Jennifer and Paul Snitko have never been in trouble with the law.

Jennifer is an entertainment lawyer, and Paul is a retired aerospace engineer who in his career, has held multiple levels of security clearances.

The Snitkos had valuables they wished to secure, including a will, backup copies of their home computer’s hard drive, and some family heirlooms including jewelry, a fancy watch, and a class ring. They found a company called U.S. Private Vaults, in Beverly Hills, which offered them more convenience and better hours than a local bank.

However, a grand jury indicted the company on counts of conspiracy to distribute drugs, launder money, and avoid mandatory deposit reporting requirements, none of which had anything to do with the Snitkos.

The FBI raided U.S. Private Vaults based on the indictment.

This is where things go off the rails.

[T]he unsealed warrant authorizing the raid of U.S. Private Vaults granted the FBI permission to seize only the business’s computers, money counters, security cameras, and large steel frames that effectively act as bookshelves for the boxes themselves. Per FBI rules, however, the boxes could not be left unsecured in the vault after the raid had been completed, so agents had to take them into custody too.

For some reason the FBI thought that their policies allowed them to extend the breadth of the warrant which is illegal.

In fact, the FBI’s warrant for U.S. Private Vaults explicitly said it “does not authorize a criminal search or seizure of the contents of the safe-deposit boxes.”

Presumably, this meant that the FBI could not seize the boxes to begin with, but if they did seize them, the FBI could open them in order to determine the ownership of the box. At least that is what the FBI is saying. After all, it is not like the FBI did not have the records of who was renting what box. Even so, the warrant application says that if need by, the FBI would only open the boxes to determine ownership. Once ownership was established, the FBI would return the items.

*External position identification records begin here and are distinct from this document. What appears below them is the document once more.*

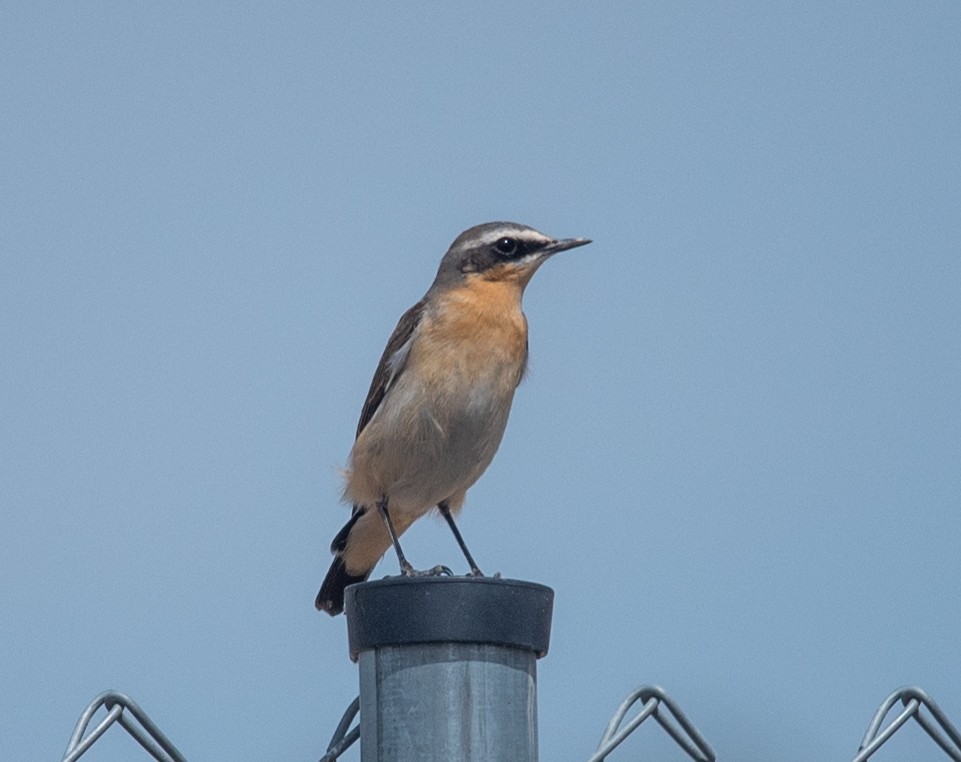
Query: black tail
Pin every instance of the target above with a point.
(331, 595)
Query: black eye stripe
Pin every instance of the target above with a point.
(508, 247)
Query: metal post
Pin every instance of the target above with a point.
(448, 667)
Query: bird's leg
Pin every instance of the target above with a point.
(445, 512)
(405, 568)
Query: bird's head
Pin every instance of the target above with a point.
(499, 251)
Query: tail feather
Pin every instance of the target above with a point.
(331, 595)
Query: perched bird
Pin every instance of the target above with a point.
(438, 404)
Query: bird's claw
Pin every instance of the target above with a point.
(437, 571)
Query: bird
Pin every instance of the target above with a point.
(439, 400)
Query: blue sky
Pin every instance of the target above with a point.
(736, 458)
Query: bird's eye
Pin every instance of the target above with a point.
(506, 247)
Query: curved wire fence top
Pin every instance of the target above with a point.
(655, 702)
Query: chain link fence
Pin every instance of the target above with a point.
(654, 702)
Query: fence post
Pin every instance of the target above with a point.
(448, 667)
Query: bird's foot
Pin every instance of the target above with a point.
(437, 571)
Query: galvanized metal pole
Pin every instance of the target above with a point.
(448, 667)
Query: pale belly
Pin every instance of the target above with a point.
(429, 444)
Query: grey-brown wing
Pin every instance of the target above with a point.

In late March, customers were notified that their property had been seized (albeit illegally) and were told by the FBI they would have their property returned to them within a couple of weeks.

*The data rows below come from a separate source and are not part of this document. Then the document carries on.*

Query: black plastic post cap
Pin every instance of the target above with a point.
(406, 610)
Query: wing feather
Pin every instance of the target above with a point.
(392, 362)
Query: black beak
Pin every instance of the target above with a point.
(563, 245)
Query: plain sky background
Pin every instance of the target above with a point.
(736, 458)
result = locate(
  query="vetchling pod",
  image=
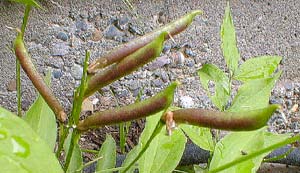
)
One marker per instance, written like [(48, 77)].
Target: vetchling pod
[(37, 80), (124, 50), (134, 111), (234, 121), (126, 65)]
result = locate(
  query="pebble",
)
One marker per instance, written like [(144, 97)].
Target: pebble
[(111, 32), (59, 49), (167, 48), (186, 102), (135, 30), (12, 85), (190, 53), (157, 83), (76, 71), (159, 62), (96, 35), (62, 36), (81, 25), (189, 62), (57, 74)]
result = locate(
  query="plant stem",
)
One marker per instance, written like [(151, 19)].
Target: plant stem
[(18, 65), (256, 153)]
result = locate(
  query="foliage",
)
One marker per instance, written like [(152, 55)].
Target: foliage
[(27, 146)]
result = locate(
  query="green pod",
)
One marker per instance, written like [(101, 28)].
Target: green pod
[(37, 79), (126, 66), (124, 50), (131, 112), (234, 121)]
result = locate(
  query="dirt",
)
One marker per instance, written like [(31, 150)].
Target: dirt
[(262, 28)]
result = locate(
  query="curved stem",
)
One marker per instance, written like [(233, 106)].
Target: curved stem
[(37, 79)]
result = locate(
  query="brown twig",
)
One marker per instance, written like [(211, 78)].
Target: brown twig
[(124, 50), (126, 66)]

Now in late May, customers are still waiting for their property.

Fear not, because now the FBI is demanding that the customers come in and subject themselves to an “investigation” concerning the contents of the boxes.

Without submitting to an investigation, people will not get their property back, according to the FBI.

Enter into the fray the folks at the Institute for Justice, who are now suing the FBI on behalf of the Snitkas and other customers who have done nothing wrong. (The complaint can be found here.)

This is nuts.

The FBI openly defied a warrant and illegally seized the boxes. The FBI opened the boxes and is now demanding that people agree to an “investigation” to get their own property back.

So let’s see….

The FBI violated at least the Fourth Amendment and the Fifth Amendment.

People cannot be forced by the government to “prove” their innocence. It is the government’s responsibility to prove the guilt of people.

That is unless you are the FBI, then it appears that the laws on warrants and the Constitution doesn’t matter.